The amount of things you're trying to simulate within the the performance contraints (games push computers to their absolute limits).

An example - a 3d humanoid character. You need code to manage the mesh, the animation (probably skeletal), the animations themselves, all the blending logic, probably specialised code and data for facial animations, and then you need to make sure all of that can mesh with both input driven locomotion and AI driven locomotion - and that's just one problem domain.

And I'm grossly oversimplifying what's involved even in that particular area.

>> games push computers to their absolute limits

The overwhelming majority of games actually don’t. Even 5+ year old rigs can run most modern games just fine.

> Even 5+ year old rigs can run most modern games just fine

AI-hardware demand is responsible for slowing down the AAA graphics frame-rate treadmill. Back when Nvidia and AMD were releasing improved mid-range consumer GPUs at a steady clip, there was incessant pressure on AAA games to have ever-increasing frame-rates and "photorealistic" graphic-fidelity. Making a game update at 144Hz at 4k resolution/max graphics quality, with no upscaling shortcuts would be a challenging problem, were it a common target.

In an alternate universe where the LLM boom didn't happen, we probably would have 24GB midrange GPUs (and 32GB/48GB Nvidia 5090 Ti), allowing for humongous textures, and likely games rendering at 8k, which 5+ y.o. rigs would struggle with except at low-quality settings.

Not on max quality. They can just run the game.
And many a game developer doesn't have to write any of this because it already is commodity software.
AHahahahah.

Yeah that's other part. What was PhD level computer graphics becomes table stakes a few years later and not only do you have to do that, but you have to top it a few years later.

Oh and all of these systems have to be aware of each other, because the higher fidelity they become, the harder it is to keep the seams hidden, because the seam between them become more jarring.
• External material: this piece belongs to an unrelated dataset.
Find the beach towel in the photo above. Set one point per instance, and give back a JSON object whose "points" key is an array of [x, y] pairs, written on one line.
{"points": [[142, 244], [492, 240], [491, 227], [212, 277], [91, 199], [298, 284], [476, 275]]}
Sure, you have skeletal bone animation and all that stuff in 2003, but do your characters adapt their footstep placement to the terrain height? Does the run animation blend smoothly between states? Oh it blends smoothly but now player inputs feel unresponsive because you had the clever idea to make it inertial? Oh now do it all over a network at minimum latency because esports are a hundred million dollar industry.

It depends on what you're comparing to. Most game devs have no idea the complexity of Firefox, Chrome, Safari, Maps, Search, etc... Sure, compared to a CRUD app, games are generally more complex. Compared to those others they aren't even close.
It's a highly competitive field in which edge is sometimes obtained by better code, so everyone is constantly outdoing each other with new tricks.
The irresistible temptation to add more.